RIYADH, Saudi Arabia (AP) — A court in Saudi Arabia on Monday sentenced five people to death for killing Washington Post columnist and royal family critic Jamal Khashoggi, who was murdered in the Saudi Consulate in Istanbul last year by a team of Saudi agents.
Saudi Arabia’s state-run Al-Ekhbariya TV channel reported that three others were sentenced to prison. All can appeal the verdicts.
Saudi crown prince Mohammed bin Salman has drawn international condemnation for the killing — except from the White House — because several Saudi agents involved worked directly for him. The kingdom denies that Mohammed had any involvement in the operation.
State TV also reported the Saudi attorney general’s investigation showed that the crown prince’s former top adviser, Saud al-Qahtani, had no proven involvement in the killing.
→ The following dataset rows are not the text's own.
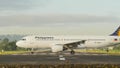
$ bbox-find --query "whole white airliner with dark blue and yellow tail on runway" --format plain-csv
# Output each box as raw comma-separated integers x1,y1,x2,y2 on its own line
16,27,120,54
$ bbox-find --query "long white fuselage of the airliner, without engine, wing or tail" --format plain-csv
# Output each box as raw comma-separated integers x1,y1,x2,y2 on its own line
17,36,120,48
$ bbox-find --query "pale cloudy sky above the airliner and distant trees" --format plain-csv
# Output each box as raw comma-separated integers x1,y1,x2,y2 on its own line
0,0,120,35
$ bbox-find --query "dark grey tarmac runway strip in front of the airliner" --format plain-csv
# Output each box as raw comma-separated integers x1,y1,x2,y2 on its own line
0,54,120,64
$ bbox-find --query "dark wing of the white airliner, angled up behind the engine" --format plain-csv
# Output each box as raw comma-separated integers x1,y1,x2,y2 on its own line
63,40,86,50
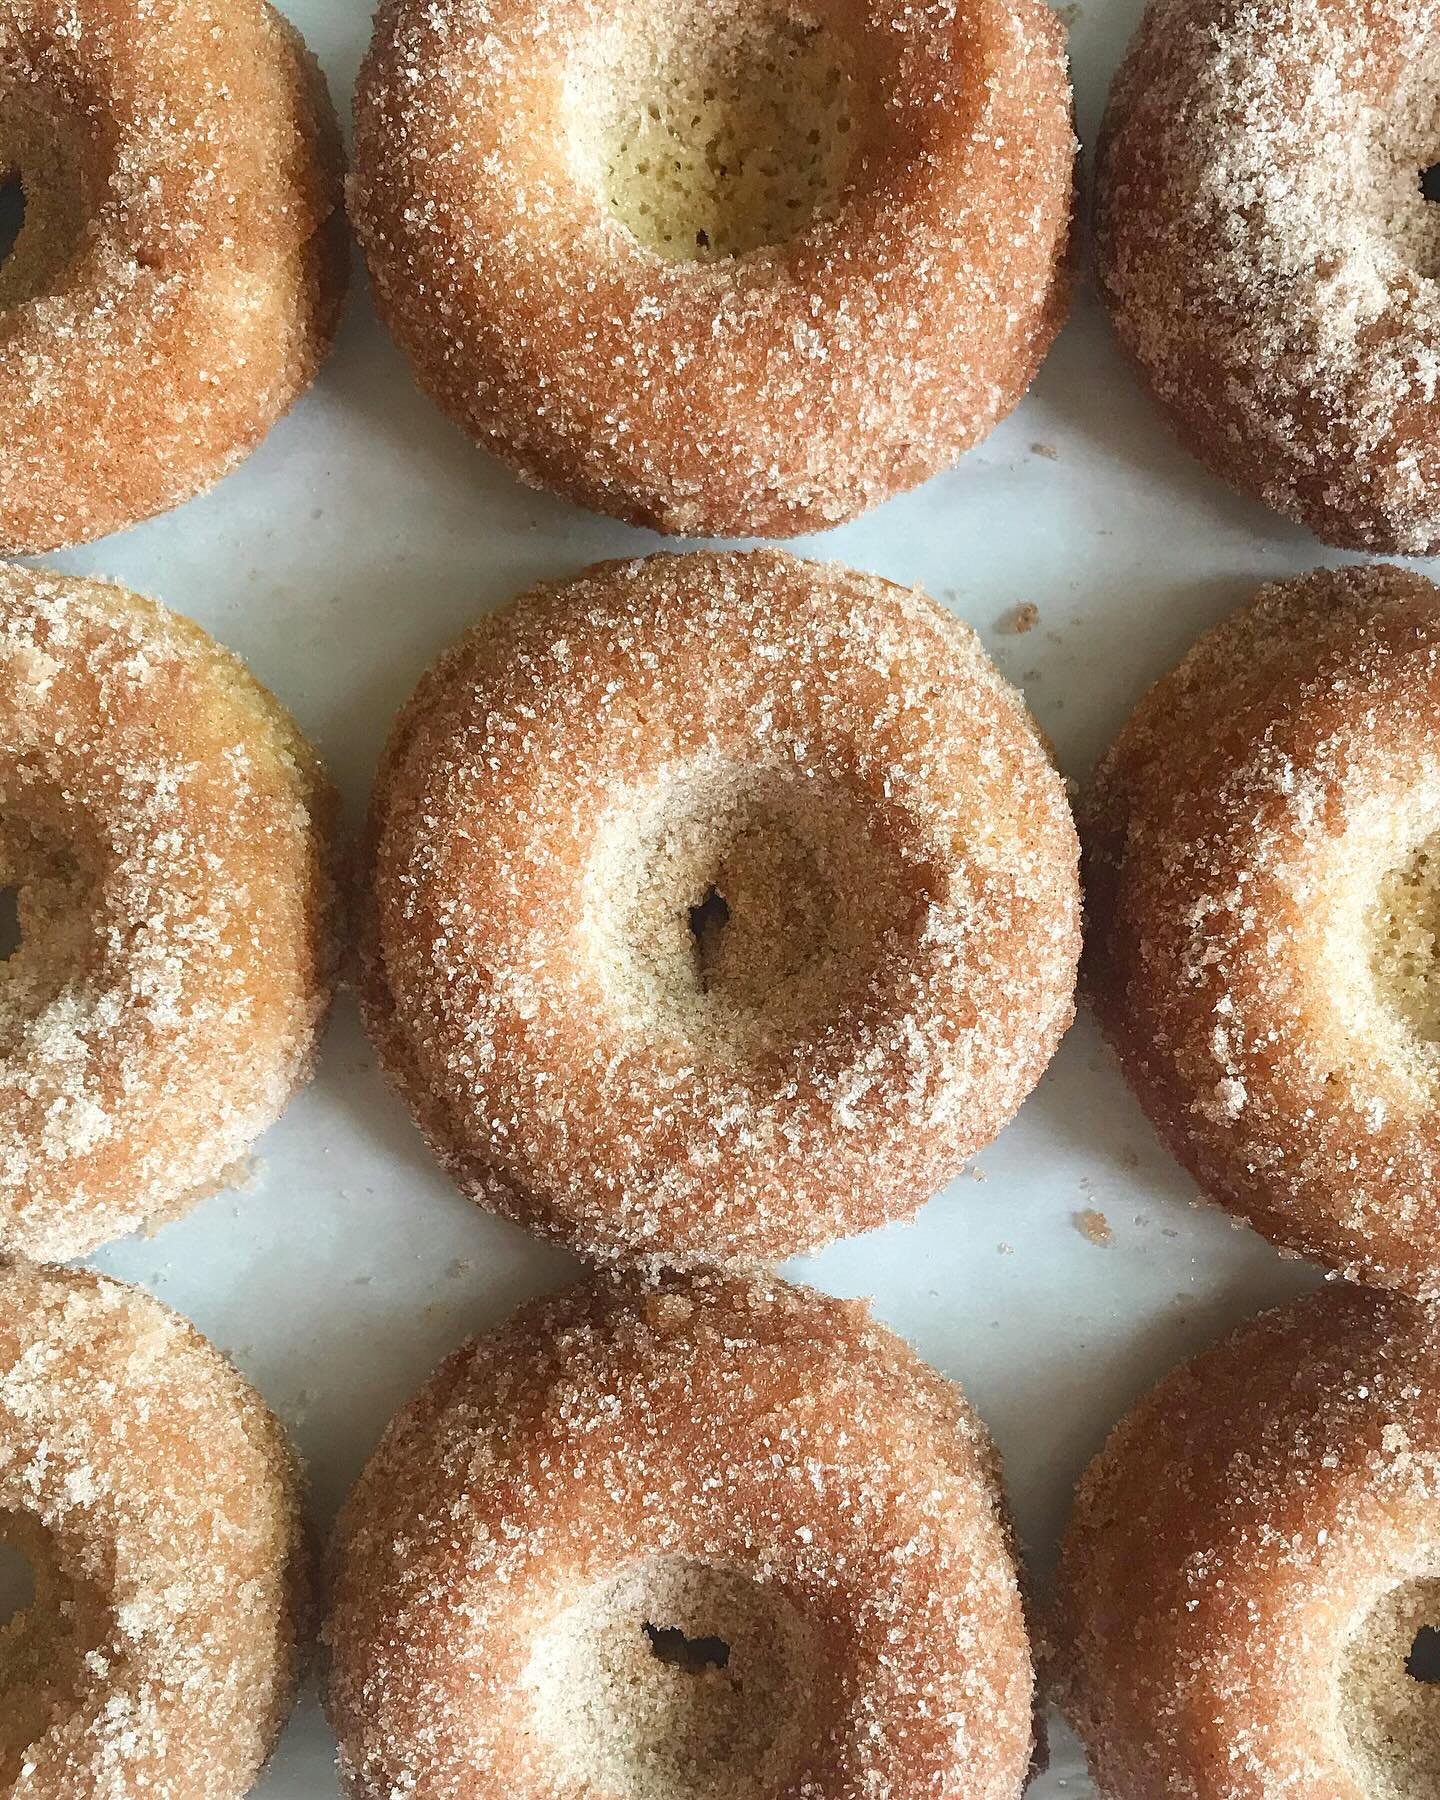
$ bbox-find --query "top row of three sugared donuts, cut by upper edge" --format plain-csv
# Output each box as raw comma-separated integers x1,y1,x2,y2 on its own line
0,0,1440,554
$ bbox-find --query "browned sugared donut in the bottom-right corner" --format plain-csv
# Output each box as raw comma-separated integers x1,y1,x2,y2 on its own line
1058,1287,1440,1800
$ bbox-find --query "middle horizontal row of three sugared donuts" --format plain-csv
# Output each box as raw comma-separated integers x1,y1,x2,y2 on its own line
19,551,1440,1300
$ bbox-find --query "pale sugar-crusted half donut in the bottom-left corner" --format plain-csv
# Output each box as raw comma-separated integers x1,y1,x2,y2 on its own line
0,1265,308,1800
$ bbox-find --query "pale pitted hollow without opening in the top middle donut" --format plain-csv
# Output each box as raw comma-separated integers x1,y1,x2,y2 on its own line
569,0,857,263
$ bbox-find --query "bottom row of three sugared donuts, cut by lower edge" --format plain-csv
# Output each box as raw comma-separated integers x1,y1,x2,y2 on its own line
16,1265,1440,1800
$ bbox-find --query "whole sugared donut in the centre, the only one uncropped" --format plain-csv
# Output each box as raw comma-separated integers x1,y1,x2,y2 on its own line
360,551,1078,1265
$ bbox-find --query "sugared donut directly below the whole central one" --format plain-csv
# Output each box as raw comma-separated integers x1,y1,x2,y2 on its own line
326,1276,1035,1800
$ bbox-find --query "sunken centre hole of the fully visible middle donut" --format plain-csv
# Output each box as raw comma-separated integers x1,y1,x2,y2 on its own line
583,765,929,1062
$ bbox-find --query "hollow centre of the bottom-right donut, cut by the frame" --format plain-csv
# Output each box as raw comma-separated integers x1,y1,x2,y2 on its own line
1339,1577,1440,1800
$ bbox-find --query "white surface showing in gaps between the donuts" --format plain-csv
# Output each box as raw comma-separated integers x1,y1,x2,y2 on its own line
28,0,1440,1800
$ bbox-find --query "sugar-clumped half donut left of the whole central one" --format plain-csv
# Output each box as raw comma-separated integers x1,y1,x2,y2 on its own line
0,565,335,1260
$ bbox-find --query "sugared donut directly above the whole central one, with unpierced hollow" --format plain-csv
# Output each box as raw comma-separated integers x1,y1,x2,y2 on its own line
351,0,1075,536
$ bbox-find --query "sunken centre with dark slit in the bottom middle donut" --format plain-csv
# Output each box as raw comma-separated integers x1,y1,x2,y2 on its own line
526,1557,823,1800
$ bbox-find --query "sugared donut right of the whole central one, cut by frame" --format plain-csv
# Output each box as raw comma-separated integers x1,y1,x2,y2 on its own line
1084,567,1440,1298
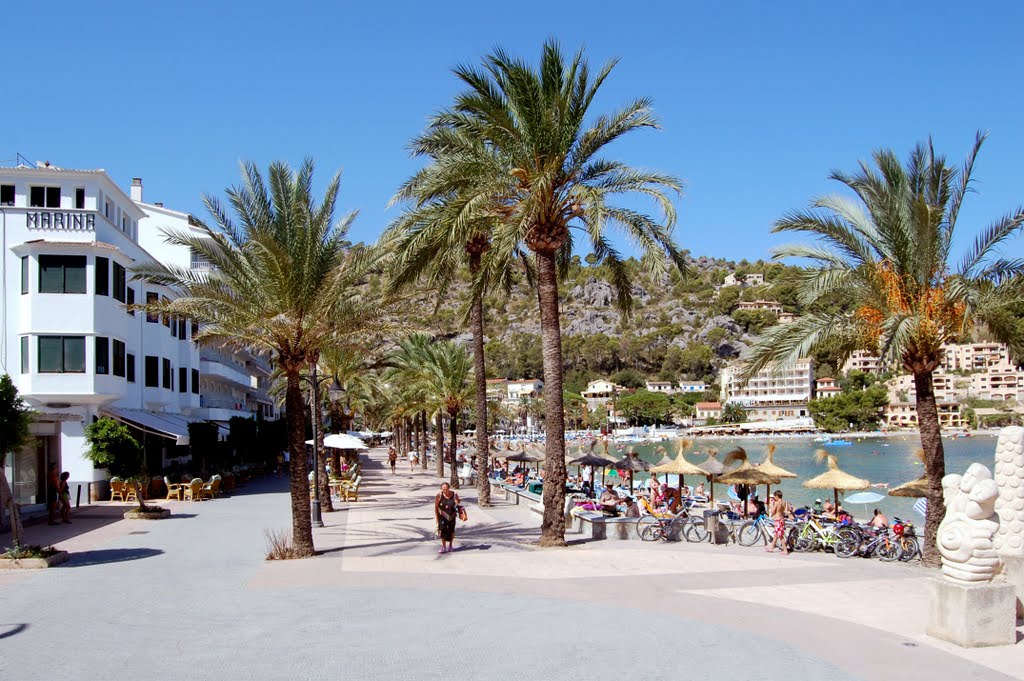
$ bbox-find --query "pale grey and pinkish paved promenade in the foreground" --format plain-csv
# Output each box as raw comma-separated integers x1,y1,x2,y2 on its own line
0,451,1024,681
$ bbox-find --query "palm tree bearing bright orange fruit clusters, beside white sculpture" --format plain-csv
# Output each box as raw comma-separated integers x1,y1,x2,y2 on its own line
744,133,1024,566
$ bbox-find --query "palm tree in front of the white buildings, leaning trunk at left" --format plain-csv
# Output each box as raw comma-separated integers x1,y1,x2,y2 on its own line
134,160,379,555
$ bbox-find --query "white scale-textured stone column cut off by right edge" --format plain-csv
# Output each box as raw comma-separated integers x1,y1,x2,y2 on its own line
992,426,1024,557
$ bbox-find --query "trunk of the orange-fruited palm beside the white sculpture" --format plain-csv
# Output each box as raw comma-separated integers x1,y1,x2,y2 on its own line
913,371,946,567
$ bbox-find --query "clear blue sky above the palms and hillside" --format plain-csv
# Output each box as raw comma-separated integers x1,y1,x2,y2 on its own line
8,0,1024,260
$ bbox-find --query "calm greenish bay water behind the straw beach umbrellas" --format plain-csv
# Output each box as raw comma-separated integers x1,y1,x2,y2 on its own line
593,433,996,526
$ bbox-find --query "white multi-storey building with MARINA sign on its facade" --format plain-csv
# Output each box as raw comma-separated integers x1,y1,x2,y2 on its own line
0,161,200,507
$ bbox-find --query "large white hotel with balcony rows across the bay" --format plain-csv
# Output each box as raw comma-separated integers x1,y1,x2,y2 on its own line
721,357,814,421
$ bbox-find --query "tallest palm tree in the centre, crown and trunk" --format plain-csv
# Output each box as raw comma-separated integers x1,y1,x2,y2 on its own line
403,41,683,546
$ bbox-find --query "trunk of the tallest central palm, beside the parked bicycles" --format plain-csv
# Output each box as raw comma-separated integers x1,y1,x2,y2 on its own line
537,251,565,546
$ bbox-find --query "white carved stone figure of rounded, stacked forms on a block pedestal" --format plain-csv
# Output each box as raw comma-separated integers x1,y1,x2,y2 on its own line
936,464,1000,585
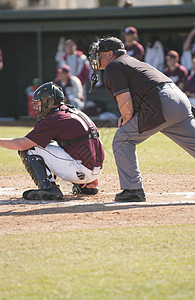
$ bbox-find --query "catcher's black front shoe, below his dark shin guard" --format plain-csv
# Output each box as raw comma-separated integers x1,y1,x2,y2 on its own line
23,182,63,200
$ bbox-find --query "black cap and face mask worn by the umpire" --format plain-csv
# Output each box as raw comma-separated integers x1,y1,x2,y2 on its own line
89,37,126,93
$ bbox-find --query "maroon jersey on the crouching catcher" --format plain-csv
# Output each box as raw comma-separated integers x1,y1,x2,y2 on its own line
26,106,104,170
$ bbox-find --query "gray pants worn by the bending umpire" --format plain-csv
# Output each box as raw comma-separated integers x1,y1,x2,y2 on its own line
113,83,195,189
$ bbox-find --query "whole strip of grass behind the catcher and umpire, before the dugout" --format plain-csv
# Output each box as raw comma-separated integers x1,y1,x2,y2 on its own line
0,126,195,175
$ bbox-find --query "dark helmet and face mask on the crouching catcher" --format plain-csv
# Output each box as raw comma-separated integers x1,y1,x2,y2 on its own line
32,82,64,120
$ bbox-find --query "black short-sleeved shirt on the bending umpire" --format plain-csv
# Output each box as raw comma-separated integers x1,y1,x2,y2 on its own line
104,54,172,133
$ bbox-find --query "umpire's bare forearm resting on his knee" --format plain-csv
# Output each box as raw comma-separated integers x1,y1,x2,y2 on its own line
116,92,133,127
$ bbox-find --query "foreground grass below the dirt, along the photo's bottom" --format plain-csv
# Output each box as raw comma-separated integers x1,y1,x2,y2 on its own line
0,225,195,300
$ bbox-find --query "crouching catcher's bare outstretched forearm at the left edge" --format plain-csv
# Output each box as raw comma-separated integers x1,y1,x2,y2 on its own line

Al-Qahtani, however, has been sanctioned by the United States for his alleged role in the killing.
The court also ruled that the Saudi consul-general in Istanbul at the time, Mohammed al-Otaibi, was not guilty. He was released from prison after the verdicts were announced, according to state TV.
After holding nine sessions, the trial concluded that there was no previous intent by those found guilty of murder, according to state TV.
The trials of the accused were carried out in near total secrecy, though a handful of diplomats, including from Turkey and members of Khashoggi’s family were allowed to attend. In total, 11 people were on trial for Khashoggi’s death in the kingdom.
The verdicts were read by Shaalan al-Shaalan, a spokesman from the attorney general’s office, and broadcast on state TV. No names were given for those found guilty. The attorney general’s office said it is looking into the verdicts, which were issued by Riyadh’s criminal court, to see whether to move ahead in the appellate court.
The three suspects in the case who face prison time were sentenced to a total of 24 years, but no breakdown for each person was given. Another three who were on trial were released after being found not guilty, and several others who were investigated also were released.
Khashoggi had walked into his country’s consulate in Istanbul on that morning in October 2018 to collect documents that would allow him to wed his Turkish fiancée, Hatice Cengiz, who waited for him outside.
He never walked out and his body was never found.
Agnes Callamard, a U.N. special rapporteur who wrote an inquiry into Khashoggi’s killing, said the search for justice must not be left to the Saudi judicial system, which is “so vulnerable to political interference.”
Callamard reacted to the verdicts announced from Riyadh by tweeting that “the travesty of investigation, prosecution and justice continues” in Saudi Arabia.
President Donald Trump’s administration sanctioned 17 Saudis suspected of being involved, though not the crown prince. Trump has resisted calls by members of his own party for a tougher response and has defended maintaining good relations with Saudi Arabia, framing its importance as a major buyer of U.S. military equipment and weapons and saying this creates American jobs.
Numerous critics of the Saudi crown prince remain imprisoned and face trial for their acts of dissent.
Khashoggi’s killing has tarnished the Saudi crown prince’s reputation internationally though he is still hugely popular at home. Saudi Arabia has over the past months launched efforts to open up the notoriously closed-off country to tourists and travelers from around the world as part of a push by the crown prince to change perceptions of the kingdom.